UPS, the international delivery headquarters of not much, put out a notice last week that although millions of people were counting on the company doing for them … they couldn’t.
[SERVICE UPDATE] We are experiencing heavy holiday volume & currently delivering in all ZIP codes. Details here: http://t.co/i2tlqsedMr
— UPS (@UPS) December 24, 2013
You see, as a delivery company that is attempting to take out the United States Postal Service one postman at a time, you have one job to do — deliver, namely during the holidays. Unfortunately, the Atlanta-based company didn’t realize the pressing demands some 317 million people in one nation can cause a company during Christmas. Although some shipments were guaranteed to arrive on Christmas, not so much because “the volume of air packages in our system exceeded the capacity of our network immediately preceding Christmas.”

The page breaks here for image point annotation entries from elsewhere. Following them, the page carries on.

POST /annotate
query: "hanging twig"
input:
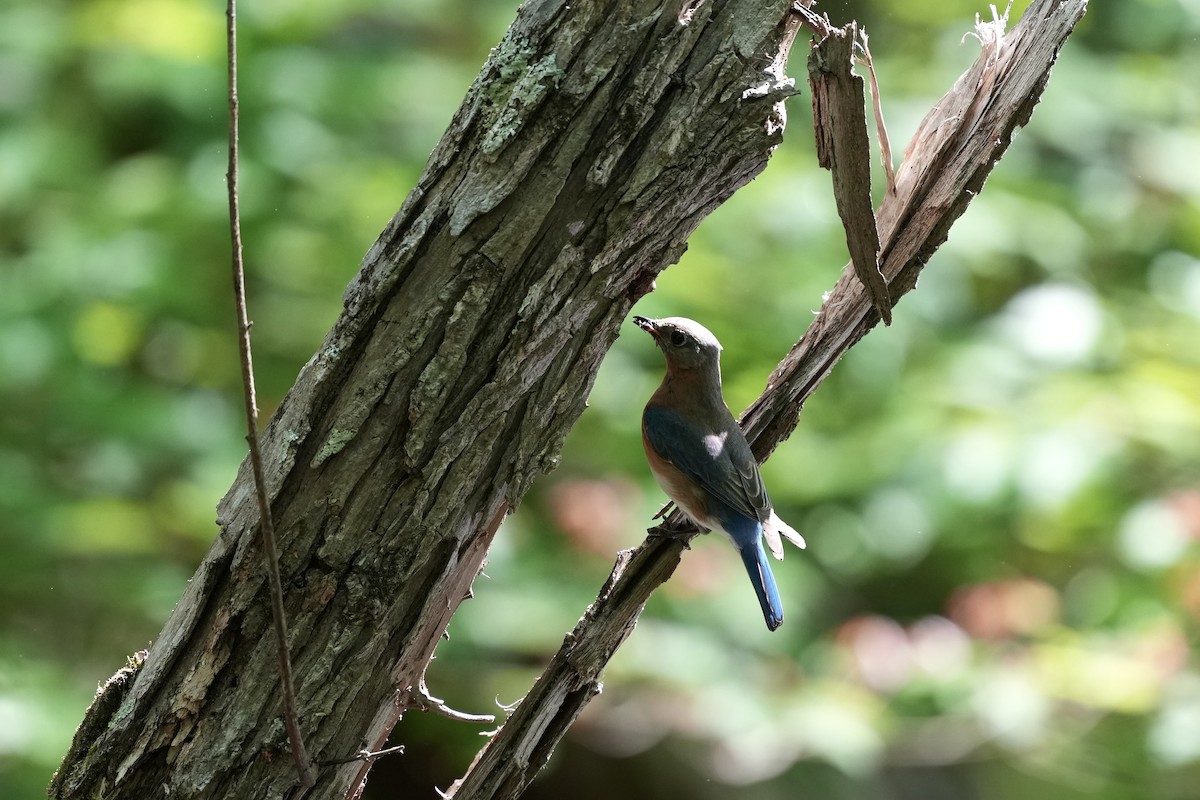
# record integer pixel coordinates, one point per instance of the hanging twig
(270, 557)
(880, 126)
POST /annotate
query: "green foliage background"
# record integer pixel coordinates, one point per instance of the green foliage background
(1001, 492)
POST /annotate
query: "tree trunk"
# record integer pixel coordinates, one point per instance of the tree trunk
(594, 140)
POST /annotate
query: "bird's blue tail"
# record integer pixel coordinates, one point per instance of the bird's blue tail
(755, 558)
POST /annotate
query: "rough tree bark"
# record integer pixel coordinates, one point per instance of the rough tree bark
(593, 142)
(591, 145)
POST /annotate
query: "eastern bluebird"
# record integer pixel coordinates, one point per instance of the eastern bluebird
(702, 459)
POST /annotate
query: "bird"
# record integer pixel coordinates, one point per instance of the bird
(700, 457)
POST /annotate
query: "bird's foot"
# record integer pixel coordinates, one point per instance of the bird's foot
(683, 533)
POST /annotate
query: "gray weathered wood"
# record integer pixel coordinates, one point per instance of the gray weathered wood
(839, 115)
(945, 166)
(594, 140)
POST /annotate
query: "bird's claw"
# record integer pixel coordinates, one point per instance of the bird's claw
(683, 533)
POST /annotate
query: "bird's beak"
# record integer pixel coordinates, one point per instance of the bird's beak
(648, 325)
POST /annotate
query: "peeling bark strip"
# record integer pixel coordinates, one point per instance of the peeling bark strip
(943, 168)
(593, 142)
(839, 115)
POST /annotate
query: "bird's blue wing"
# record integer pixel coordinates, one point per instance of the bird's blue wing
(720, 463)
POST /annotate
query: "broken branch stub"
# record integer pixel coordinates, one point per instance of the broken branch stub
(839, 118)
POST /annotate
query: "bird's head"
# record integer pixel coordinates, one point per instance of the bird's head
(684, 342)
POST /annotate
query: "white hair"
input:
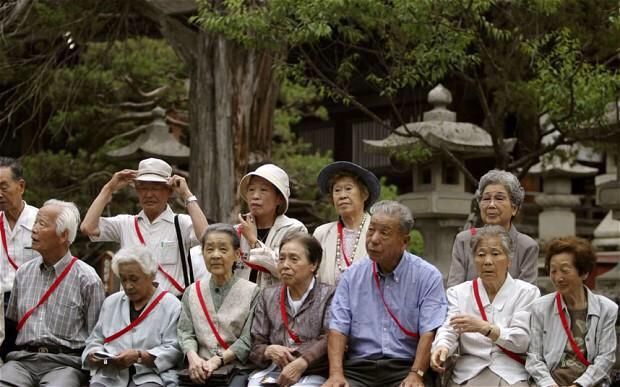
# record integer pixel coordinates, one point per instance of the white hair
(135, 254)
(68, 218)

To wit, Twitter paid their respects. And, not adept at leaving well enough alone, Brown had to poo-poo on that too.
— Mort MaGirt (@Mort_Magirt) December 25, 2013
So, among the ballyhoo UPS’ Scroogled delivery issues, comes crisis communications from CNN and UPS:
“We’re terribly sorry,” spokeswoman Natalie Black told CNN. In a statement, the company explained that “the volume of air packages in our system exceeded the capacity of our network immediately preceding Christmas so some shipments were delayed. We know how hard it is for everyone to receive their holiday packages, and we’re working around the clock to resolve this issue,” Black said.
You work around the clock, UPS. I’ll order my next one via U-S-P-S because ‘Merica.